Setting prices is a fundamental part of marketing that affects everything from a company's ability to attract customers to how much cash it makes on each sale. A flat rate pricing model is a pricing structure by which a company charges a fixed fee for a service instead of charging based on the amount of use of the service or the cost of providing service. Flat rate pricing is common in businesses that sell subscriptions, although contractors and other professional services providers can also charge flat rates.

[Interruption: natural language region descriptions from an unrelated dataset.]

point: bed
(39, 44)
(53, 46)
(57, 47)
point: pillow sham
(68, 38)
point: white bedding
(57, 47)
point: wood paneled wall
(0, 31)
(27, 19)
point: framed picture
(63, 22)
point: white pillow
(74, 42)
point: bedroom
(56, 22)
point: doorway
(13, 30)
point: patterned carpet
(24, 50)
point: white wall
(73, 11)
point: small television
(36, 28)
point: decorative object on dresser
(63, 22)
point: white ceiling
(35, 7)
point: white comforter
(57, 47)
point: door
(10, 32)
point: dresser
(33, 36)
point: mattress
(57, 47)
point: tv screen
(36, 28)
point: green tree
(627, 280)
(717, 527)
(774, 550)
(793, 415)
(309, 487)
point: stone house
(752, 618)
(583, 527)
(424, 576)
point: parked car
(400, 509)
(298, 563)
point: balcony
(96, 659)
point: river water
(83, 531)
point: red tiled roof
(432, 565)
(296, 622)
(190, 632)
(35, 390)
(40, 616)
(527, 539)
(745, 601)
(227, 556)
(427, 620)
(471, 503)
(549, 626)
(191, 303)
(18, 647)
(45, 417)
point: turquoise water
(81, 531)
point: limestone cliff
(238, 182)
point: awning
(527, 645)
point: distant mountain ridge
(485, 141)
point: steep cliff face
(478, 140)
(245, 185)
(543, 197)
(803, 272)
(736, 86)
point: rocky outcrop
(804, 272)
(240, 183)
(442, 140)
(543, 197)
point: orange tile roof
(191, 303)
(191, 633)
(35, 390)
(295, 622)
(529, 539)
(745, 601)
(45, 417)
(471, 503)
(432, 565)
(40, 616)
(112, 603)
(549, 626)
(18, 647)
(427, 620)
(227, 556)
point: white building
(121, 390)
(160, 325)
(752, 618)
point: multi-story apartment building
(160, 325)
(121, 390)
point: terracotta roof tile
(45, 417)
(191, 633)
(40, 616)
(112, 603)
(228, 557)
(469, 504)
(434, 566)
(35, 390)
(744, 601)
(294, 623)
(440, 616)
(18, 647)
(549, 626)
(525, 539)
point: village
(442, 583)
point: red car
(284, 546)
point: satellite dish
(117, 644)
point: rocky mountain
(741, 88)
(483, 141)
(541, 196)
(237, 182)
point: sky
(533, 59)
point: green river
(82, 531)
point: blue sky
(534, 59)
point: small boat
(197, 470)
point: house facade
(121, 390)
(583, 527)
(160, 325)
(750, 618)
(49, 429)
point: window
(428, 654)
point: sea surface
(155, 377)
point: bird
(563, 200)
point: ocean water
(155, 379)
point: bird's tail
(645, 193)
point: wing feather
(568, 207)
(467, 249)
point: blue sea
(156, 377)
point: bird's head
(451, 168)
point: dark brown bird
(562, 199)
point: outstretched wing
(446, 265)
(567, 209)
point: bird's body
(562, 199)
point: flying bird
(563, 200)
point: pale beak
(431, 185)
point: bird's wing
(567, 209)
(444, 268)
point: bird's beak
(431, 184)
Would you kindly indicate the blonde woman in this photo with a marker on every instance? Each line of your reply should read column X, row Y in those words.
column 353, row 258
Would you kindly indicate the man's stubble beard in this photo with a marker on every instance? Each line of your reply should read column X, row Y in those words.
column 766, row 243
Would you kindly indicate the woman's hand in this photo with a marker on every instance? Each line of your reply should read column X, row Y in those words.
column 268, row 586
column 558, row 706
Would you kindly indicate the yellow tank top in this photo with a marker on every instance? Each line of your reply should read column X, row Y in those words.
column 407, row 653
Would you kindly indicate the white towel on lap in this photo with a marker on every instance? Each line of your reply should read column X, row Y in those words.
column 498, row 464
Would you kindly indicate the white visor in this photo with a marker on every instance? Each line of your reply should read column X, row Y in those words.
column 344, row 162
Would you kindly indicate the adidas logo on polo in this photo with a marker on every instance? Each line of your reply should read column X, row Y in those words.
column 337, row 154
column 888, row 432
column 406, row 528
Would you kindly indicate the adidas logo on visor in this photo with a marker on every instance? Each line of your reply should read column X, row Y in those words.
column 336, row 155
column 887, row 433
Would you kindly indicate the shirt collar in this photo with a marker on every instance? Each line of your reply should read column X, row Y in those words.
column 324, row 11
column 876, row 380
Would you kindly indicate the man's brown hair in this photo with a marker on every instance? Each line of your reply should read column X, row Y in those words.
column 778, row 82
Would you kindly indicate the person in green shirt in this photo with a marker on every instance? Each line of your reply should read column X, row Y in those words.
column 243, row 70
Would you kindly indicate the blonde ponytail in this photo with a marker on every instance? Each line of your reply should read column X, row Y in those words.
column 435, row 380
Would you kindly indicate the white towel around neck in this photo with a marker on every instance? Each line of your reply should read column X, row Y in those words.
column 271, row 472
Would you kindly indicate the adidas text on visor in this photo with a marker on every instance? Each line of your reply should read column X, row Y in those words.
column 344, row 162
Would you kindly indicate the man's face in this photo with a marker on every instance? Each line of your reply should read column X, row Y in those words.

A flat rate pricing scheme gives a business the incentive to be as productive as possible in providing services. Under flat rate pricing, companies make revenue quicker if they are able to perform more work in a given amount of time, so productivity gains translate directly into more profit. For instance, if a web developer charges clients a flat rate for each website completed, he can make more money by completing websites faster. On the other hand, if the developer uses an hourly pricing scheme, working faster won't change the amount of cash he earns in a given amount of time.
A flat rate pricing structure is easy for people to understand. When faced with a flat rate, customers don't have to worry about how much a service will end up costing, as the price is known upfront. With services that charge for usage or the amount of work performed, prices can vary significantly from one customer or project to another. Customers may be displeased if they end up being charged more than they expect.
Differing Consumer Needs
One of the main drawbacks of flat rate pricing is that it ignores differences between consumer needs and the difficulty and cost of providing services to different consumers. For instance, internet service providers may charge two customers the same rate even if one uses 50 times more bandwidth than the other. Flat rate pricing may end up making services too expensive for people who just want a basic level of service while charging heavy users less than they would be willing to pay.
A flat rate pricing model has the potential to negatively affect service quality. For instance, a web developer that charges by the hour has incentive to do as much work as necessary to get the job done well, since he makes more money for doing more work. A developer with a flat fee pricing structure might rush to get jobs done quicker, since spending extra time on a project doesn't translate into extra income, and this could lead to a lower quality in the final product.